The revived competition, last held in November 1993, is the premier award for writers of non-fiction books for young people and school textbooks. This year The TES introduced a new award for the best mixed media resources. The idea was to reflect the growing range of technologies available to publishers and schools to use in classrooms. .

The Citizenship Foundation’s Young citizen’s passport, a user-friendly pocket-sized guide to the law for young people, was joint winner of the senior information book award.

The other winner was Keeping clean: a very peculiar history written by Daisy Kerr and published by Watts. The book illustrates how two of life’s everyday activities were carried out in settings which range from King Minos’s palace to Skylab. The judges described it as “jovial but never sniggering”.

Children Just Like Me by Barnabas and Anabel Kindersley won the junior award. Published by DK in association with UNICEF, the book is a celebratory set of interviews with young people in 36 countries. “It’s a fizzing antidote to the futile generalities of an inspection report; it’s about children as they are,” said the judges.
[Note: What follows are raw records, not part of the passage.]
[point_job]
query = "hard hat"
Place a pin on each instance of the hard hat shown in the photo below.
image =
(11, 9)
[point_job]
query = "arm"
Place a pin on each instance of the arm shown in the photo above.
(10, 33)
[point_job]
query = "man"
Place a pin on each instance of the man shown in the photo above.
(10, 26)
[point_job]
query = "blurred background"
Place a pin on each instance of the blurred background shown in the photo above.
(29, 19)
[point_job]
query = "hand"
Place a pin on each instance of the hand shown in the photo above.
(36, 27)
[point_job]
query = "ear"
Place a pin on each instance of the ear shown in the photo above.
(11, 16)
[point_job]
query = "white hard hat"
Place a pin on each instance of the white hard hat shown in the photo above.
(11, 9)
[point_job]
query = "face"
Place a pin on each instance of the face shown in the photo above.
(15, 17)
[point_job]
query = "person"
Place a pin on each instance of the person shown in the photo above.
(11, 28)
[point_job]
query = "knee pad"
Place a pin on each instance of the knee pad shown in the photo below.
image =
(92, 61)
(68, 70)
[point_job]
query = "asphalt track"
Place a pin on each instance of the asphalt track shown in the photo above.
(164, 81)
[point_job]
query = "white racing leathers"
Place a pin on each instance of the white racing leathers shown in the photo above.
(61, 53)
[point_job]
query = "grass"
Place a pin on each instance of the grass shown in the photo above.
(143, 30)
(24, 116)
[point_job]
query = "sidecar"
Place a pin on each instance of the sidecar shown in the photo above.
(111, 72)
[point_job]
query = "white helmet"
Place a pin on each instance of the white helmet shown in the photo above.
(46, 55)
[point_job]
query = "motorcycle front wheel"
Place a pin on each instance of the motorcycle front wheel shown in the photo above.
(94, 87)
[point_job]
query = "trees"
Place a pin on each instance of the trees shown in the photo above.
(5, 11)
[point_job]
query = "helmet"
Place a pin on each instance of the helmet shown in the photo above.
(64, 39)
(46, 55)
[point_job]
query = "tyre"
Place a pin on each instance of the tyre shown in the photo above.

Mr and Mrs Kindersley gave their prize of Pounds 500 to UNICEF.

The schoolbook award for secondary science went to veteran author, Don Mackean for GCSE Biology, published by John Murray (see story right). The primary science award was won by Dougal Dixon for his book on dinosaurs in the Ladybird Discovery series.

The Music Show from Channel 4 “sings out for appreciation” and was the “obvious and outstanding winner” of the primary resources award, according to the judges. But they were less impressed with the entries in the secondary category. Instead of awarding a full prize they decided to commend highly a package combining print, video and computer software, Food - a fact of life from the British Nutritional Foundation.